Because we want to love and be loved, but don't want to be hurt again, many settle for a version of what satisfies them. They enter into a relationship in which they can keep one foot in the water, and the other safely out, on the sand. They pick partners with flaws about which they can complain, but which allow them to remain psychologically distant.

It can be truly excruciating to put both feet in the water. It can raise the level of vulnerability to the danger level. If a person is unable to find happiness alone and outside of a love relationship, they can become desperate and be reluctant to feel this vulnerability and progress. We choose partners whose blemishes we can plainly see.

We can end up disliking our partner, because this is what we set ourselves up for. It's what we chose. It .can keep us protected. Dissatisfied, but protected.

3. The Independence-Dependence Conflict: One of the strangest conflicts we have is our independence-dependence conflict. We want to be taken care of and yet can resent anyone who cares for us. We want to do it ourselves and can be angry at ourselves for our laziness and dependence. Again, there is massive ambivalence, as we want what we don't want. It's a lose-lose situation as we become angry if we aren't given to, yet can be frustrated again that we have to depend on another.

For example, pretend you're deep-sea diving, and you don't have your own air tank. You're sharing air with a buddy. If he swims a few feet away, what are you going to do? Follow closely, of course. He will keep a keen eye on him. How does this make you feel? Dependent? Angry, you don't have your own air? How do you think they feel? Suffocated? This is what happens in many relationships.

What to do? It's good to feel vulnerable and fearful when you meet someone. The person who cares the least is in control of the relationship. When you engage in relationships in which you safely remain in control, often people complain of being bored. It's good to feel that fear of stepping out of the box. It's like when you go for that job interview that terrifies you. That's good, and to not feel this fear is to not live life.

As for the independence-dependence conflict, just recognize it. Be aware, expect it, prepare for it, and use this insight able to better communicate.

4. Inconvenience: People who share intimacy also will be exposed to life situations that their casual friends do not see. Most witness the front stage performances of others when out in public. When you live with someone, you also can see what's backstage. You can experience every flaw, every unwise thought, every selfish manipulative move. You can do the most unromantic thing—you share a bathroom! You can see them without make-up or at their ugliest as they wake in the morning and are exposed to smells and sights you would choose to avoid.

Making a relationship work entails compromise and sacrifice. Not everyone does this willingly. Many resent having to sleep on the side of the bed they don't like, having to eat foods they don't prefer at times they don't like, having to socialize with people they really don't care for, and the list can be almost infinite. Frustration creates anger, and when this feeling isn't processed, it can be stored, and the resentment grows.

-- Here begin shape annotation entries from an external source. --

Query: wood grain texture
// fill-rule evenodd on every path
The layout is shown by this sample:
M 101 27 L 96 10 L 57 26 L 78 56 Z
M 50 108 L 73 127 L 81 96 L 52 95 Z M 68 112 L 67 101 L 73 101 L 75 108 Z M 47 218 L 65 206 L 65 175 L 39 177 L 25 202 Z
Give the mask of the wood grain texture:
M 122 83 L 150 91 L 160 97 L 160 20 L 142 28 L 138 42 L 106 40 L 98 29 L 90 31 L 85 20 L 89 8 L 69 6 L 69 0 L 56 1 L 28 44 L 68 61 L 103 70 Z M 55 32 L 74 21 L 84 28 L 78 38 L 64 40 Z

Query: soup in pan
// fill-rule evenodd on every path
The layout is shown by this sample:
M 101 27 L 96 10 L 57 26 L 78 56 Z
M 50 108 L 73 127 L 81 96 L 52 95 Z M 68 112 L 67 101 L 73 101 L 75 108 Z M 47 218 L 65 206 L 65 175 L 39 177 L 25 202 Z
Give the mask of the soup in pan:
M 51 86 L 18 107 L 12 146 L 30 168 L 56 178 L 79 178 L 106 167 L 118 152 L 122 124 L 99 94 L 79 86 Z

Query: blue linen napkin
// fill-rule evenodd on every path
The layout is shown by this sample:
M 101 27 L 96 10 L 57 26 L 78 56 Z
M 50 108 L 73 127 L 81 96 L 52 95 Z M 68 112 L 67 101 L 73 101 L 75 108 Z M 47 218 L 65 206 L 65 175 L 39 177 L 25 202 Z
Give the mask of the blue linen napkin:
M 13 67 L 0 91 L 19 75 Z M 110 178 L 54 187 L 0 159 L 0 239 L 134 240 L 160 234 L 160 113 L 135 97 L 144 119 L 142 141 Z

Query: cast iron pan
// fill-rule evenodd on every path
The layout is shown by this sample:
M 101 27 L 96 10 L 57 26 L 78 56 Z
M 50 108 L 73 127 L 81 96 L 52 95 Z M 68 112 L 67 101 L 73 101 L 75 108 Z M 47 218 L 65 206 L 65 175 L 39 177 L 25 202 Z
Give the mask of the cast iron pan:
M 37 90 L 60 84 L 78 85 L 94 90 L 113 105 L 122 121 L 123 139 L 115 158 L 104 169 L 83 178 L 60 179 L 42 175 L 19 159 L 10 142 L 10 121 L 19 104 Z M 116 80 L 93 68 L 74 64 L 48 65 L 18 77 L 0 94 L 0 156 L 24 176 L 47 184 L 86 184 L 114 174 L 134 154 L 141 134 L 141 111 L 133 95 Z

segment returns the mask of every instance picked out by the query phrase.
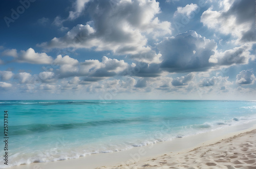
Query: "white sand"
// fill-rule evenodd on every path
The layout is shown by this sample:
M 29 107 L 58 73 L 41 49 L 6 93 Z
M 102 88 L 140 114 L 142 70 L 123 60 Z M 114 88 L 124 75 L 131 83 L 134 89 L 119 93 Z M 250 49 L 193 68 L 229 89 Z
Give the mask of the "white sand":
M 255 124 L 229 126 L 127 151 L 9 168 L 256 169 L 256 130 L 252 131 L 256 129 Z
M 256 168 L 256 130 L 183 153 L 98 168 Z

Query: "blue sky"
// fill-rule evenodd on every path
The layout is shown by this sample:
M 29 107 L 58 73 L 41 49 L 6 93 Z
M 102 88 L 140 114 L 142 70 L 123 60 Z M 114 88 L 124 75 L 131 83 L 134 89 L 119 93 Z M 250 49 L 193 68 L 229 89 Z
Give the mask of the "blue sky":
M 0 3 L 1 100 L 256 100 L 254 1 Z

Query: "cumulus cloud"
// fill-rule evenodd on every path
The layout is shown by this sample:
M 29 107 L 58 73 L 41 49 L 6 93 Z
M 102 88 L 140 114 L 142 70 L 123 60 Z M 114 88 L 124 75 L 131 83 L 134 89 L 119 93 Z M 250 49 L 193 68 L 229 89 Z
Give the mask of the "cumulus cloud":
M 237 75 L 237 84 L 239 85 L 249 85 L 253 84 L 256 78 L 252 73 L 249 70 L 243 70 Z
M 5 50 L 2 53 L 2 55 L 12 56 L 14 58 L 17 58 L 18 57 L 18 54 L 17 53 L 17 50 L 15 49 L 11 50 L 7 49 Z
M 226 89 L 225 86 L 229 86 L 232 84 L 228 81 L 228 77 L 223 77 L 219 75 L 211 78 L 203 78 L 200 82 L 200 85 L 203 87 L 218 86 L 220 89 Z
M 189 17 L 191 13 L 196 11 L 198 7 L 197 4 L 194 4 L 193 3 L 191 3 L 190 5 L 187 4 L 184 7 L 178 7 L 177 9 L 177 11 L 174 13 L 174 16 L 175 16 L 178 14 L 181 14 L 186 15 L 187 17 Z
M 10 88 L 12 86 L 12 85 L 10 83 L 0 82 L 0 88 Z
M 68 55 L 63 57 L 61 55 L 58 55 L 53 63 L 60 66 L 59 69 L 57 70 L 60 78 L 74 76 L 74 73 L 77 73 L 78 71 L 78 61 Z
M 170 22 L 160 21 L 155 16 L 160 10 L 155 0 L 120 1 L 115 4 L 116 8 L 111 4 L 106 1 L 89 3 L 88 11 L 91 21 L 78 25 L 63 37 L 55 37 L 39 46 L 49 49 L 94 47 L 96 51 L 135 55 L 145 52 L 148 47 L 147 39 L 142 34 L 157 38 L 172 32 Z
M 73 4 L 74 11 L 69 12 L 68 19 L 73 20 L 78 17 L 84 9 L 85 6 L 90 0 L 76 0 Z
M 137 81 L 136 84 L 134 86 L 135 87 L 144 88 L 147 86 L 147 78 L 140 78 Z
M 30 48 L 26 51 L 20 51 L 18 61 L 32 64 L 51 64 L 53 59 L 45 53 L 36 53 L 33 49 Z
M 46 18 L 45 17 L 37 20 L 37 22 L 41 25 L 46 25 L 49 21 L 49 18 Z
M 20 73 L 15 75 L 16 79 L 18 79 L 19 83 L 31 83 L 33 81 L 32 76 L 26 72 Z
M 217 44 L 190 31 L 165 38 L 157 47 L 162 54 L 160 67 L 163 70 L 191 72 L 205 71 L 214 65 L 208 60 L 215 53 Z
M 129 65 L 127 69 L 119 75 L 139 77 L 157 77 L 160 76 L 162 72 L 159 64 L 138 62 Z
M 41 90 L 53 92 L 59 89 L 60 87 L 60 86 L 59 85 L 46 84 L 40 85 L 39 86 L 39 89 Z
M 204 26 L 222 34 L 231 34 L 240 43 L 255 41 L 254 3 L 253 1 L 226 1 L 220 3 L 222 10 L 204 11 L 201 21 Z
M 251 47 L 251 45 L 244 44 L 224 52 L 216 52 L 211 56 L 209 61 L 221 65 L 248 64 L 249 59 L 255 59 L 255 56 L 251 55 L 250 52 Z
M 14 75 L 11 71 L 0 71 L 0 80 L 3 81 L 9 80 Z
M 195 76 L 194 73 L 190 73 L 180 78 L 176 78 L 173 80 L 172 84 L 175 86 L 187 85 L 187 83 L 190 81 Z
M 2 55 L 13 57 L 15 58 L 15 61 L 20 63 L 49 64 L 53 61 L 53 58 L 45 53 L 36 53 L 31 47 L 26 51 L 20 51 L 19 53 L 16 49 L 8 49 L 4 51 Z
M 56 79 L 54 73 L 50 71 L 43 71 L 39 74 L 39 78 L 42 83 L 52 83 L 55 82 Z

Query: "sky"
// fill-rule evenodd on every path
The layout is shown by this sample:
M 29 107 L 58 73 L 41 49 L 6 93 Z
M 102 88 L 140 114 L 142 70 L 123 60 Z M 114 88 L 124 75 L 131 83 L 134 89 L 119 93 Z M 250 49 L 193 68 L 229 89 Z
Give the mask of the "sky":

It can fester and be like little handfuls of dirt thrown on a fire. Over time, the fire goes out. What can be left is bitterness and animosity directed at the person across the kitchen table.

Couples have to learn how to release their resentments in constructive ways. Again, good communication and learning to fight fair is paramount. Learning to be tolerant, assertive when necessary, and forgiving also is necessary and will be further explained in another blog.